The following alerts are based on our research into common issues with apps. We've used Prometheus and Grafana, but you may be able to adapt these rules for other APM tools.
To find out how to set up alerting in Prometheus, see Alerting overview in the Prometheus documentation.
Heap memory usage
Excessive Heap memory consumption often leads to out of memory errors (OOME). While fluctuations in Heap memory consumption are expected and normal, a consistent increase or failure to release this memory, can lead to issues. We suggest creating an alert which is triggered when there is less than 10% free Heap memory left on a node for an amount of time, such as 2 minutes.
- alert: OutOfMemory
expr: 100*(jvm_memory_bytes_used{area="heap"}/jvm_memory_bytes_max{area="heap"}) > 90
for: 2m
labels:
severity: warning
annotations:
summary: Out of memory (instance {{ $labels.instance }})
description: "Memory is filling up (< 10% left)"
CPU utilisation
Consistently high CPU usage can be caused by numerous issues such as process intensive jobs, inefficient code (loops), or too little memory.
We recommend creating an alert that is triggered when CPU load exceeds 80% for an amount of time, such as 2 minutes.
- alert: HighCpuLoad
expr: (java_lang_OperatingSystem_ProcessCpuLoad * 1000 > 80
for: 2m
labels:
severity: warning
annotations:
summary: High CPU load (instance {{ $labels.instance }})
description: "CPU load is > 80%"
Full GC
Full garbage collection (GC) occurs when both young and old Heap generations are collected. This is time consuming and pauses the application. Full GC can happen for a number of reasons, but a sudden spike may happen when too many large objects are loaded into memory.
We recommend monitoring any significant increase in the number of full GCs. How you do this will vary depending on the type of Collector being used. For the G1 Garbage Collector (G1GC), monitor the java_lang_G1_Old_Generation_CollectionCount
metric.
Blocked threads
A high number of blocked or stuck threads means there are fewer threads available to process requests. An increase in blocked threads could indicate a problem.
We recommend creating an alert that is triggered when the number of blocked threads exceeds 10%.
- alert: BlockedThreads
expr: avg by(instance) (rate(jvm_threads_state{state="BLOCKED"}[5m])) * 100 > 10
for: 0m
labels:
severity: warning
annotations:
summary: Blocked Threads (instance {{ $labels.instance }})
description: "Blocked Threads are > 10%"
Database connection pool
The database connection pool should be tuned for the size of the instance (such as the number of users and plugins).
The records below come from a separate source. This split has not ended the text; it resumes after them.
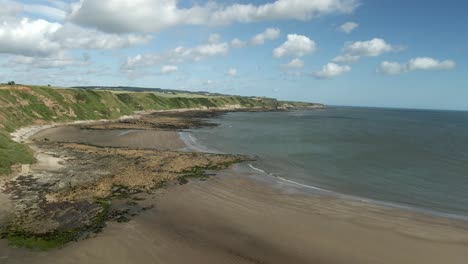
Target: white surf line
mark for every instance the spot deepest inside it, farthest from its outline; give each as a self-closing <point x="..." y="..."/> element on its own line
<point x="257" y="169"/>
<point x="289" y="181"/>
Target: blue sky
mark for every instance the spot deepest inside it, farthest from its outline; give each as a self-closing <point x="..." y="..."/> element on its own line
<point x="396" y="53"/>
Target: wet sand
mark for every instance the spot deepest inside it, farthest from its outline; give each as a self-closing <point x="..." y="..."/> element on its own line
<point x="232" y="219"/>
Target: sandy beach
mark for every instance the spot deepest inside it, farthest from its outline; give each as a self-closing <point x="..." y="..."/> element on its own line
<point x="237" y="216"/>
<point x="232" y="219"/>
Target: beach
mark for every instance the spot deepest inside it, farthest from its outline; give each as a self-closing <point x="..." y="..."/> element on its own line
<point x="231" y="219"/>
<point x="236" y="216"/>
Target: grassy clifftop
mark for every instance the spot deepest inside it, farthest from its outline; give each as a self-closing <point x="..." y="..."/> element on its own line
<point x="28" y="105"/>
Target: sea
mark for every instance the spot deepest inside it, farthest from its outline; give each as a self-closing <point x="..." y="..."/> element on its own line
<point x="414" y="159"/>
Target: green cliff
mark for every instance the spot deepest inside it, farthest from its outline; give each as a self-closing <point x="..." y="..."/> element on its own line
<point x="29" y="105"/>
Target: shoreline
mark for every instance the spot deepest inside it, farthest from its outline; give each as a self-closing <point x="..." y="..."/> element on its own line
<point x="193" y="144"/>
<point x="238" y="216"/>
<point x="238" y="219"/>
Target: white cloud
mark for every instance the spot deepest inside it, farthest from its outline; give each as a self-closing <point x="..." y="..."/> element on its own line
<point x="9" y="8"/>
<point x="46" y="11"/>
<point x="259" y="39"/>
<point x="420" y="63"/>
<point x="331" y="70"/>
<point x="295" y="46"/>
<point x="268" y="34"/>
<point x="391" y="68"/>
<point x="295" y="64"/>
<point x="353" y="51"/>
<point x="41" y="38"/>
<point x="155" y="15"/>
<point x="28" y="37"/>
<point x="169" y="69"/>
<point x="74" y="37"/>
<point x="59" y="60"/>
<point x="209" y="82"/>
<point x="426" y="63"/>
<point x="348" y="27"/>
<point x="214" y="38"/>
<point x="232" y="72"/>
<point x="177" y="55"/>
<point x="371" y="48"/>
<point x="346" y="58"/>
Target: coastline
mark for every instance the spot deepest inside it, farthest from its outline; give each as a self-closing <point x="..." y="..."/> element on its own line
<point x="240" y="216"/>
<point x="237" y="219"/>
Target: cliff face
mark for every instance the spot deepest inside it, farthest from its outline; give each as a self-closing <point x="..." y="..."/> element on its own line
<point x="29" y="105"/>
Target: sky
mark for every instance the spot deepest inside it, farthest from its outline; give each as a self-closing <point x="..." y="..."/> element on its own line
<point x="386" y="53"/>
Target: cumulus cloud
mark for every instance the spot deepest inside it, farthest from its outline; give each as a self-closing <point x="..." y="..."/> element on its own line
<point x="415" y="64"/>
<point x="59" y="60"/>
<point x="169" y="69"/>
<point x="353" y="51"/>
<point x="237" y="43"/>
<point x="295" y="64"/>
<point x="346" y="58"/>
<point x="331" y="70"/>
<point x="46" y="11"/>
<point x="232" y="72"/>
<point x="426" y="63"/>
<point x="257" y="40"/>
<point x="214" y="38"/>
<point x="43" y="43"/>
<point x="348" y="27"/>
<point x="74" y="37"/>
<point x="295" y="46"/>
<point x="155" y="15"/>
<point x="268" y="34"/>
<point x="371" y="48"/>
<point x="177" y="55"/>
<point x="28" y="37"/>
<point x="9" y="8"/>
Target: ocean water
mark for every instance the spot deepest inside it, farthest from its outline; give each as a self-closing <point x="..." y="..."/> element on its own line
<point x="413" y="158"/>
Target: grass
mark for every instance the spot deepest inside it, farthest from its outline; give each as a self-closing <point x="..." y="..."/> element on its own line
<point x="13" y="153"/>
<point x="22" y="107"/>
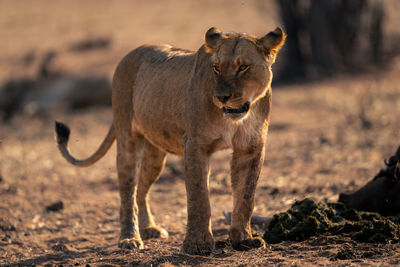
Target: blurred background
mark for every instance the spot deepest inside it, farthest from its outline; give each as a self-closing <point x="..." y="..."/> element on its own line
<point x="56" y="54"/>
<point x="335" y="118"/>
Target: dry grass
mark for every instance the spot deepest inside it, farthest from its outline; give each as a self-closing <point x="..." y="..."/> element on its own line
<point x="324" y="138"/>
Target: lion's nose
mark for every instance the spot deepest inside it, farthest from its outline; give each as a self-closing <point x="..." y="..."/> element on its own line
<point x="223" y="98"/>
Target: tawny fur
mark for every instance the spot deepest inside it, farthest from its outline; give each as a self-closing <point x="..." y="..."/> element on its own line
<point x="169" y="100"/>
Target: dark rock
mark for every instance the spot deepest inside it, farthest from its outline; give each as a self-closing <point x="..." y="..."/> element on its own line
<point x="57" y="206"/>
<point x="381" y="194"/>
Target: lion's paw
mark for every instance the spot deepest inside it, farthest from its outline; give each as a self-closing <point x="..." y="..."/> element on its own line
<point x="130" y="243"/>
<point x="199" y="245"/>
<point x="153" y="232"/>
<point x="247" y="244"/>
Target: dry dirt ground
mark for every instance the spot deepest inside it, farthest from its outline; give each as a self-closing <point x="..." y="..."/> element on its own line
<point x="324" y="138"/>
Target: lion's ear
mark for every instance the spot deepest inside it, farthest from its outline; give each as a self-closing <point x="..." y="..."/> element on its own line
<point x="273" y="41"/>
<point x="213" y="37"/>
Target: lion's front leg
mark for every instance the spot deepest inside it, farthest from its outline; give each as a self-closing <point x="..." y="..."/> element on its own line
<point x="199" y="239"/>
<point x="245" y="170"/>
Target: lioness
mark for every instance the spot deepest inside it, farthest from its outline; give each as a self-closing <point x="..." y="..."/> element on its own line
<point x="170" y="100"/>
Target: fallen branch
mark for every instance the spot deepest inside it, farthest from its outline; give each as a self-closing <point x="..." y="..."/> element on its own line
<point x="255" y="219"/>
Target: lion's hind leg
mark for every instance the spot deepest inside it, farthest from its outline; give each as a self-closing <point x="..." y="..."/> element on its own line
<point x="153" y="162"/>
<point x="129" y="147"/>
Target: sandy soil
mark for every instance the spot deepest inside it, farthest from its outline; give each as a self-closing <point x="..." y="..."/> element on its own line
<point x="324" y="138"/>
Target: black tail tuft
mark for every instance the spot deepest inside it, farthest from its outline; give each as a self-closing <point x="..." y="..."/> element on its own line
<point x="62" y="132"/>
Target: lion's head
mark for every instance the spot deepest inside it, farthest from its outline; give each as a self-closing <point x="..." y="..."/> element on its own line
<point x="242" y="68"/>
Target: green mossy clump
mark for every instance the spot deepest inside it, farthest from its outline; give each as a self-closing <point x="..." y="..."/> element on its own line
<point x="307" y="218"/>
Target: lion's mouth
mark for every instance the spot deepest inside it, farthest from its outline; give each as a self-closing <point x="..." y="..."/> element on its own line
<point x="242" y="109"/>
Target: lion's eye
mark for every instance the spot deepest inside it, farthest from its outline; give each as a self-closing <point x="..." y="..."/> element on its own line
<point x="243" y="68"/>
<point x="216" y="69"/>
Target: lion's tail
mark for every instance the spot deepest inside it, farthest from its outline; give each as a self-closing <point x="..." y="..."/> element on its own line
<point x="63" y="132"/>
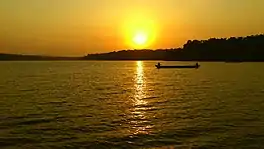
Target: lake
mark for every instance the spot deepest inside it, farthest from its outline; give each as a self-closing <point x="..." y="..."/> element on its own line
<point x="131" y="104"/>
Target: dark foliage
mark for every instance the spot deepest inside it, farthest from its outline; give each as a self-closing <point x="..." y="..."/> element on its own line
<point x="250" y="48"/>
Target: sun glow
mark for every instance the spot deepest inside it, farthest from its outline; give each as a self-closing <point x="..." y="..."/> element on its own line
<point x="140" y="38"/>
<point x="139" y="32"/>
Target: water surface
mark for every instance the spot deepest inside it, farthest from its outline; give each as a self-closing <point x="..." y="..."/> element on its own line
<point x="131" y="105"/>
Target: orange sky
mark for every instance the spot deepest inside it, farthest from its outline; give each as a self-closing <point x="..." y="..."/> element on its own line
<point x="78" y="27"/>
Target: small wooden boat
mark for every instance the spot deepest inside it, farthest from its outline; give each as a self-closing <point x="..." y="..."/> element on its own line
<point x="184" y="66"/>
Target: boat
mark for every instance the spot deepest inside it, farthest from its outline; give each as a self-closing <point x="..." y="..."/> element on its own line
<point x="196" y="66"/>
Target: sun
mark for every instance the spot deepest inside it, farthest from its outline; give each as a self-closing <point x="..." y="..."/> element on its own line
<point x="140" y="38"/>
<point x="139" y="32"/>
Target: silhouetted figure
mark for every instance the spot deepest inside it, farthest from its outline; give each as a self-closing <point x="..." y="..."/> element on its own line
<point x="233" y="49"/>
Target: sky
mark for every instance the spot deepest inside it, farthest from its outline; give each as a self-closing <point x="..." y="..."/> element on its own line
<point x="79" y="27"/>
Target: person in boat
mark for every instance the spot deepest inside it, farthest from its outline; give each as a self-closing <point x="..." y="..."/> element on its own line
<point x="197" y="65"/>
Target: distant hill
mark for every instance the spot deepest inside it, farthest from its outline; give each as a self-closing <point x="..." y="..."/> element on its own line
<point x="17" y="57"/>
<point x="233" y="49"/>
<point x="250" y="48"/>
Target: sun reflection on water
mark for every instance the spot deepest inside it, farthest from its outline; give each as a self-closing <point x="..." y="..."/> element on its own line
<point x="140" y="120"/>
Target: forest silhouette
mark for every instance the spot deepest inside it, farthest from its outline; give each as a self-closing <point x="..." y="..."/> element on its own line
<point x="250" y="48"/>
<point x="233" y="49"/>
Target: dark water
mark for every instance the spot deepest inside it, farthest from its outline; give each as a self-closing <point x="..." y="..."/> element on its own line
<point x="131" y="105"/>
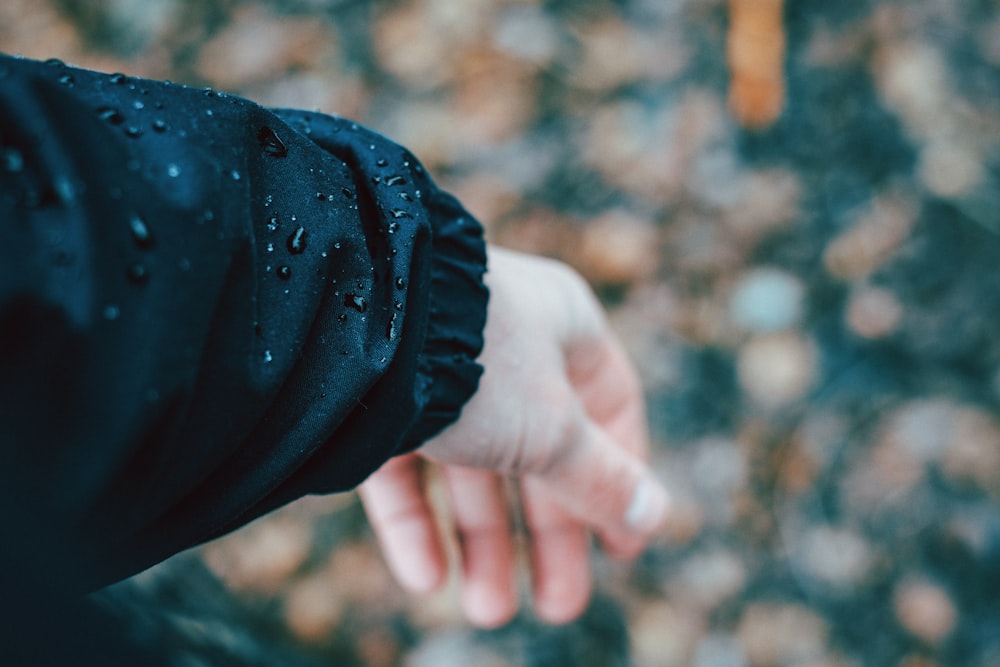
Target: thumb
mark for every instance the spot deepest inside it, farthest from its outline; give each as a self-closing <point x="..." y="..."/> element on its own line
<point x="607" y="488"/>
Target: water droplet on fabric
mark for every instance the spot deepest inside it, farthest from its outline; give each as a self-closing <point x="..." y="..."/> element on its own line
<point x="137" y="273"/>
<point x="390" y="330"/>
<point x="356" y="302"/>
<point x="271" y="143"/>
<point x="110" y="114"/>
<point x="297" y="241"/>
<point x="13" y="161"/>
<point x="141" y="233"/>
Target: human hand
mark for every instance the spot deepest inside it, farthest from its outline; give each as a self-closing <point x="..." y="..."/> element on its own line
<point x="559" y="409"/>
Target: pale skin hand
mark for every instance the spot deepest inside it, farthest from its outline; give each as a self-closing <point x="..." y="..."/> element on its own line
<point x="559" y="410"/>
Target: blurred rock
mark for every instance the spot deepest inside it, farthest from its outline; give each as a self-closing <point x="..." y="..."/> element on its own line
<point x="873" y="312"/>
<point x="769" y="200"/>
<point x="925" y="609"/>
<point x="455" y="648"/>
<point x="617" y="248"/>
<point x="261" y="557"/>
<point x="717" y="650"/>
<point x="950" y="170"/>
<point x="774" y="635"/>
<point x="778" y="369"/>
<point x="528" y="33"/>
<point x="709" y="577"/>
<point x="836" y="558"/>
<point x="257" y="46"/>
<point x="663" y="635"/>
<point x="614" y="53"/>
<point x="973" y="455"/>
<point x="872" y="239"/>
<point x="313" y="609"/>
<point x="766" y="300"/>
<point x="494" y="97"/>
<point x="718" y="471"/>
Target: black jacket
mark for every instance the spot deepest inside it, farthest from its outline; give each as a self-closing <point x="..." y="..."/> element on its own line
<point x="207" y="310"/>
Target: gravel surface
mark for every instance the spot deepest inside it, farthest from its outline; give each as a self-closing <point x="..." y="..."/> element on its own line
<point x="793" y="215"/>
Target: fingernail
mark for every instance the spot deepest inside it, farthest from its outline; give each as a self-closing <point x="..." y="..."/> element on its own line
<point x="649" y="503"/>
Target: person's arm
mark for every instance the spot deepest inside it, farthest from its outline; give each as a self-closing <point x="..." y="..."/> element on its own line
<point x="207" y="310"/>
<point x="560" y="411"/>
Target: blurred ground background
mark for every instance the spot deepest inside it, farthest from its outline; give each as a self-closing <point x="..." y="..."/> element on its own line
<point x="798" y="238"/>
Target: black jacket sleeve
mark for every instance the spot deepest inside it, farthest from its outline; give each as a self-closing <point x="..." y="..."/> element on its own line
<point x="208" y="309"/>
It also needs to match what the database allows.
We recommend creating an alert that is triggered when the number of connections is consistently near the maximum for an amount of time.
Example alert:
- alert: DatabaseConnections
expr: 100*(<domain>_BasicDataSource_NumActive{connectionpool="connections"}/
<domain>_BasicDataSource_MaxTotal{connectionpool="connections"}) > 90
for: 5m
labels:
severity: warning
annotations:
summary: Database Connections (instance {{ $labels.instance }})
description: "Database Connections are filling up (< 10% left)"
Reacting to alerts
Some issues are transient, or may resolve themselves, while others could be a warning sign of a major performance degradation.
When investigating the source of the problem, the app specific metrics below can help. If it's clear from the metrics that one particular app is spending more time or calling an API more frequently, you could try disabling that app to see whether performance improves. If it's a critical app, raise a support ticket, and include any relevant data extracts from your monitoring with the support zip.